# Analyze Data Discrepancies Between Sources

**Purpose**: Identify and document conflicts between 2018 paper and Fitness Browser data

**Why This Matters**:
- Understanding discrepancies validates our tiered data strategy
- Documents cases where sources disagree
- Helps explain why we can't assume "absence of data = no growth"
- Both sources from same lab (Morgan Price team) - equally trustworthy
- Difference: Paper reports Growth AND No Growth; Database reports Growth only

**Types of Discrepancies**:
1. **FB_NoData_Supp_Growth**: Fitness Browser has no data, but Supplementary Table shows growth
2. **FB_Growth_Supp_NoGrowth**: Fitness Browser shows growth, but Supplementary Table shows no growth

**Output File**:
- `results/data_source_discrepancies.csv` - All discrepancies with metadata

**Last updated**: 2025-10-14

## Setup

In [1]:
import sqlite3
import pandas as pd
import numpy as np
from pathlib import Path
import re

print("Imports successful")

Imports successful


## Configuration

In [2]:
# Paths
DB_PATH = Path("../data/source/feba.db")
RESULTS_DIR = Path("results")

# Input files
SUPP_TABLE_FILE = RESULTS_DIR / "supplementary_table_s2_clean.csv"
ORGANISM_METADATA_FILE = RESULTS_DIR / "organism_metadata.csv"

# Output file
OUTPUT_FILE = RESULTS_DIR / "data_source_discrepancies.csv"

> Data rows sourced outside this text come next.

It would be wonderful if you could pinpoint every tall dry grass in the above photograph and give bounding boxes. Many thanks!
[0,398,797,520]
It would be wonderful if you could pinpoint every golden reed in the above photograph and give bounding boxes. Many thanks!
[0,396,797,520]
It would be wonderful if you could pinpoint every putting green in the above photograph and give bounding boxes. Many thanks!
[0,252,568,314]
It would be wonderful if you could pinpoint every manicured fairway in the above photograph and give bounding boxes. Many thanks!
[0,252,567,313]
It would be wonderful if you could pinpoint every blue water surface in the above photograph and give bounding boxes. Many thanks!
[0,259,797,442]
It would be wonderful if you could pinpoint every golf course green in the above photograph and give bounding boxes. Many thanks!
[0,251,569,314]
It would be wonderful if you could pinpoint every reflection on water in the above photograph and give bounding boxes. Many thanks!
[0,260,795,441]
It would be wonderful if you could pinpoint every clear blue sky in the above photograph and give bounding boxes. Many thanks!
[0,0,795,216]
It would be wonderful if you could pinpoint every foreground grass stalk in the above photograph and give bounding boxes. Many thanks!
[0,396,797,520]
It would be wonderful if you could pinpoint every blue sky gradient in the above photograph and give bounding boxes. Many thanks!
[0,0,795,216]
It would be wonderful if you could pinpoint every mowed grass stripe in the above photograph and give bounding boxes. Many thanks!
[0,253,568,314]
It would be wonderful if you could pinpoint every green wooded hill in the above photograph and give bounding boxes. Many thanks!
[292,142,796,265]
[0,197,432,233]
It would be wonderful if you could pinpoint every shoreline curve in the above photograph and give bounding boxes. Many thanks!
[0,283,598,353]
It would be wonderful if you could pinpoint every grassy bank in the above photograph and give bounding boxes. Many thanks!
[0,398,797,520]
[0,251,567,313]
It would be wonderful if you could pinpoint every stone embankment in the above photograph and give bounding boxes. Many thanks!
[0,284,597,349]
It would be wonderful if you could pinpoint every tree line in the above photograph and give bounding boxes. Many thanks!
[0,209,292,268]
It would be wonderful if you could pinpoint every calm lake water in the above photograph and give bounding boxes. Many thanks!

print(f"Configuration set")
print(f"  Database: {DB_PATH}")
print(f"  Supplementary table: {SUPP_TABLE_FILE}")
print(f"  Output: {OUTPUT_FILE}")

Configuration set
  Database: ../data/source/feba.db
  Supplementary table: results/supplementary_table_s2_clean.csv
  Output: results/data_source_discrepancies.csv


## Load Data Sources

In [3]:
# Load supplementary table
print("Loading supplementary table...")
supp_data = pd.read_csv(SUPP_TABLE_FILE, index_col=0)
print(f"  Loaded: {supp_data.shape[0]} carbon sources × {supp_data.shape[1]} organisms")

# Load organism metadata
print("\nLoading organism metadata...")
metadata = pd.read_csv(ORGANISM_METADATA_FILE)
orgid_to_species = dict(zip(metadata['orgId'], metadata['Species_Name']))
species_to_orgid = dict(zip(metadata['Species_Name'], metadata['orgId']))
print(f"  Loaded: {len(metadata)} organisms")

# Load Fitness Browser data
print("\nLoading Fitness Browser data...")
conn = sqlite3.connect(str(DB_PATH))
query = """
SELECT DISTINCT
    e.orgId,
    e.condition_1 as carbon_source
FROM Experiment e
WHERE e.expGroup = 'carbon source'
  AND e.num > 0
"""
fb_data = pd.read_sql_query(query, conn)
conn.close()
print(f"  Loaded: {len(fb_data)} organism-carbon pairs")

Loading supplementary table...
  Loaded: 94 carbon sources × 28 organisms

Loading organism metadata...
  Loaded: 57 organisms

Loading Fitness Browser data...
  Loaded: 1089 organism-carbon pairs


## Create Lookup Sets for Fitness Browser

In [4]:
# Create set of (orgId, carbon_source) tuples for fast lookup
fb_pairs = set(zip(fb_data['orgId'], fb_data['carbon_source']))

print(f"Created Fitness Browser lookup set with {len(fb_pairs):,} pairs")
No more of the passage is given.